The revelation that smartphones track users' location recently caused an outcry, leading to Congressional inquiries, explanations from vendors, and mobile operating system tweaks. From a business standpoint, however, perhaps the reaction should be different.
"Using location-based technology is interesting. It may provide a loss of privacy to the employee, but increased recoverability of the device to the employer," argues Michael Farb, a research programmer at Carnegie Mellon University's CyLab, in a new study. The CyLab report, sponsored by Intel's McAfee, is based on a survey of 1,500 mobile device users--including laptop and smartphone users--in 14 countries.
Martin Griss, director of the CyLab Mobility Research Center, is another proponent of using mobile location data--as well as access patterns--for enterprise security purposes. "Banks already know when my credit card is being used in unusual locations or in unusual ways and immediately try to protect me and limit risk--and the exposure that many companies face is significantly greater than misuse of my credit card," he says in the report.
But it's early days still for monitoring smartphone usage and location data. "Using context other than location is still in its early stages, since most context-aware work is still in the realm of research," he says. Even so, "simple behavior monitoring to detect abnormal patterns, perhaps combined with location, is feasible today, and can significantly strengthen mobile security."
Still, many businesses would do well to start with more basic mobile security tools. Notably, a recent study from Juniper Networks shows that the volume of malware targeting Android devices has increased by 400% since one year ago. But according to a 2010 study from SANS, only 15% of smartphone users employ mobile antivirus tools.
Obviously, despite the much-trumpeted consumerization of enterprise IT, security vendors aren't seeing at-work consumer mobile devices now being treated like enterprise property (which they rarely are). Chiefly, that's because businesses don't want to pay extra for mobile security. Indeed, the Cylab survey found an "apparent unwillingness of the majority of administrators to pay for mobile security products or services."

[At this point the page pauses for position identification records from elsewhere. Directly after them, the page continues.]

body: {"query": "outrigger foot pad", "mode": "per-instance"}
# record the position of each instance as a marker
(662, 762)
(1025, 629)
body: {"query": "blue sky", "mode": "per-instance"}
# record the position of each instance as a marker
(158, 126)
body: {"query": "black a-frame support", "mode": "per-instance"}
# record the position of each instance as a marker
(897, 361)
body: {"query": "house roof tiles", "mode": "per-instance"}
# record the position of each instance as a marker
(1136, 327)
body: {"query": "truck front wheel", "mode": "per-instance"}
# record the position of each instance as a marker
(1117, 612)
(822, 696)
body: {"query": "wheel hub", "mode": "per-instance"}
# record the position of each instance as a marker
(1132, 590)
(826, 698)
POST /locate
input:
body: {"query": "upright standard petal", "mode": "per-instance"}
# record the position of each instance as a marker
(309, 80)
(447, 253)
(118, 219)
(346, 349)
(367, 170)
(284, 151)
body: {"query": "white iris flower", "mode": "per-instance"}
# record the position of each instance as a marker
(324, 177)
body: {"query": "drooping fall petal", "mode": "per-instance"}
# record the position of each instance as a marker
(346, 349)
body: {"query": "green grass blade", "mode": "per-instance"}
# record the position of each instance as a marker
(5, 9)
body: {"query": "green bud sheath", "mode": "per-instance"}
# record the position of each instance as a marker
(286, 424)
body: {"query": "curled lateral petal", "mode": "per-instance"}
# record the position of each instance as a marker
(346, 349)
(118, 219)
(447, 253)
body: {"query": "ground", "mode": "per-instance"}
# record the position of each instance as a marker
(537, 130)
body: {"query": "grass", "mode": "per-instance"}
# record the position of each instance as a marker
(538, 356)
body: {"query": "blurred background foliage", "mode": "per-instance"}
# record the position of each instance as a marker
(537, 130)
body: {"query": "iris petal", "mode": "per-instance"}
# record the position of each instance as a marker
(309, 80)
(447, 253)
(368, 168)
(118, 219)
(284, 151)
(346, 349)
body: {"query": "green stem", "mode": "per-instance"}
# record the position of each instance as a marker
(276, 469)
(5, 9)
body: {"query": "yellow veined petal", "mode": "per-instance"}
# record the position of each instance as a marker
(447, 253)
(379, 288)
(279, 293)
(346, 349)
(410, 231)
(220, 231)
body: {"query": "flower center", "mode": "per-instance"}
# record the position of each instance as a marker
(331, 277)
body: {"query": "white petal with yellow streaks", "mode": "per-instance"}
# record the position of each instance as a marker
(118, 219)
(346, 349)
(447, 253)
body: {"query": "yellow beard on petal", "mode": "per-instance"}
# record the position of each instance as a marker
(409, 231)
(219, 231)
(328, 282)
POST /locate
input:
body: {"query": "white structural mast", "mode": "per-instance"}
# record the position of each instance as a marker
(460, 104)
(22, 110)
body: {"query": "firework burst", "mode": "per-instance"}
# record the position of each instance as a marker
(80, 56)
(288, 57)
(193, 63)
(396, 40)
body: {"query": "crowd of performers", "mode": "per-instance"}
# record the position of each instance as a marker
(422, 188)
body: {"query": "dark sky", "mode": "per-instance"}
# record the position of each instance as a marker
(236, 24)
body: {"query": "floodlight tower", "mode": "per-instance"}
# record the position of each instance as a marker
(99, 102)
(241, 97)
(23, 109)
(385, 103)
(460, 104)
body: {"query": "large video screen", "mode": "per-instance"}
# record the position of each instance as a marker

That raises an interesting question: Should the smartphone ecosystem evolve as a place where end users get their security built in, or else handled via the cloud? Because users seem to expect this today--and mass expectations can carry impressive weight. Witness the unprecedented step taken by a computer OS manufacturer, Apple, telling its users how to uninstall the MacDefender fake AV now infecting many Macs. Apple's move was apparently driven by the fact that its customers expect that anything resembling malware shouldn't exist on their Mac. Next week, Apple even plans to roll out an OS upgrade that will eliminate the MacDefender malware, no doubt helping to eliminate both user frustration and help desk calls.
But one industry analyst said that Apple was being held to an unreasonable standard. "I'm not sure Microsoft provided great advice on malware on Windows PCs, nor did Sun on Solaris or RedHat on Linux--why would anyone think Apple would? That is why the third-party security market exists," said Gartner analyst John Pescatore in a recent SANS Newsbites newsletter. "Depending on the infrastructure to protect the infrastructure hasn't worked yet, won't work any time soon."
Yet that's precisely what most smartphone users and IT administrators today are doing. Security analyst Jeff Wilson at Infonetics says this approach will evolve. But for now, businesses are still cataloging devices, designing related security policies, and perhaps hedging their bets that no major mobile security exploit will happen anytime soon.
Is it reasonable to expect smartphone business users to be doing more? Perhaps, but for now, in mobile device infrastructure we trust.